SALT LAKE CITY — The U.S. Interior Department announced its long-awaited decision Friday on how much federal public land in Utah, Wyoming and Colorado will be potentially available to oil shale research projects and the pursuit of tar sands leasing.

The decision sharply reduces the amount of acreage available from what was decided by the Bureau of Land Management in 2008, prior to the onset of the Obama administration and much to the dismay of Uintah County and Utah elected officials.

"It is a tragedy for our state," said Uintah County Commission Chairman Mike McKee. "Why would the federal government want to put a such stranglehold on this when information shows it is energy-rich communities that are doing the best in this country?"

Uintah County and Utah were among the cooperating agencies lending input and other assistance into the crafting of the land management analysis, which ultimately settled on 678,000 acres as the amount of land potentially open for oil shale leasing in the three states. Another 132,137 acres may be leased for tar sands in Utah.

Groups such as the National Wildlife Foundation had cautious praise for the decision and urged the federal government to move forward with care because of potential critical impacts to vital waterways such as the Colorado, Green and White rivers.

"This is very dry country, with very scarce water in these river systems with an  industrial process we still don't know how much water it is going to need," said Michael Saul, a spokesman with the group. "It has the possibility to put tremendous pressure on that river system."

The decision on the acreage is a far cry from the 2 million acres contained in the 2008 land management plans adopted by the BLM, which had 431,000 acres of tar sands leasing on the table in Utah. It also zapped 313,149 acres from Utah for possible oil shale leases.

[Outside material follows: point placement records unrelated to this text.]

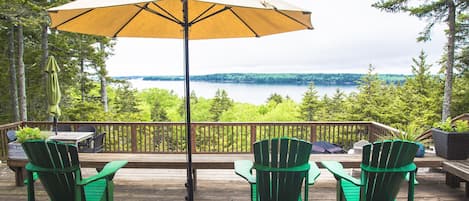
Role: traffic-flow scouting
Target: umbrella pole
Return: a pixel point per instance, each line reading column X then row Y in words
column 190, row 183
column 54, row 126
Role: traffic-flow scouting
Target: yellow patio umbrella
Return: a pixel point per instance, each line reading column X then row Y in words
column 53, row 90
column 184, row 19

Among the excluded lands are those with wilderness characteristics or habitat for the greater sage grouse. The decision notes that because the U.S. Fish and Wildlife Service has yet to complete its review of Utah's conservation plan for the imperiled bird, the BLM is having to rely on a greater swath of land — the occupied habitat as opposed to critical — to declare off limits for now any development leases.  The decision, however, notes that the acreage is subject to change.

Beyond the decision's reduction in scale, then-Interior Secretary Ken Salazar directed that no commercial scale leases be granted until the technology is proven on the ground.

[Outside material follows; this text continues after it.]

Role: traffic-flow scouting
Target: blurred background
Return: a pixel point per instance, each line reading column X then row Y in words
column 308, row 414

Saul welcomed that condition in the agency decision, saying the "research first" approach demonstrated common sense.

"It looks to us to be a pretty good decision," he said.

The three states impacted by the decision are home to the Green River Formation, which is said to contain 1.8 trillion barrels of oil, with as many as 800 billion barrels that are recoverable.

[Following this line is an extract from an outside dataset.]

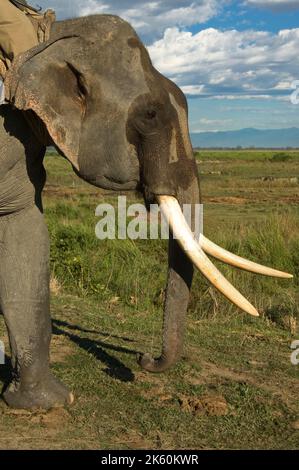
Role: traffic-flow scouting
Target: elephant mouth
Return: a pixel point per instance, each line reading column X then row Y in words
column 196, row 251
column 109, row 184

McKee said the decision, which addressed tar sands leasing only in Utah, is a blow because the state contains 50 percent of the nation's tar sands.

"It is extremely disappointing to have that much taken away when the technologies are available," he said.

Opponents to tar sands extraction have launched a vocal, active campaign to spread their message about what they say are the negative environmental impacts of the industry. Among the groups are the Utah Tar Sands Resistance, which has rallied against pending projects in Utah.

Currently, there are eight federal research and development leases for oil shale, including one in Utah. None have been issued for oil or tar sands.

Oil shale is a fine-grained sedimentary rock containing kerogen and is distinct from “shale oil.” The largest known domestic oil shale deposits are in a 16,000-square mile area in the Green River formation. Tar sands are sedimentary rocks containing a heavy hydrocarbon compound called bitumen, which can be refined into oil.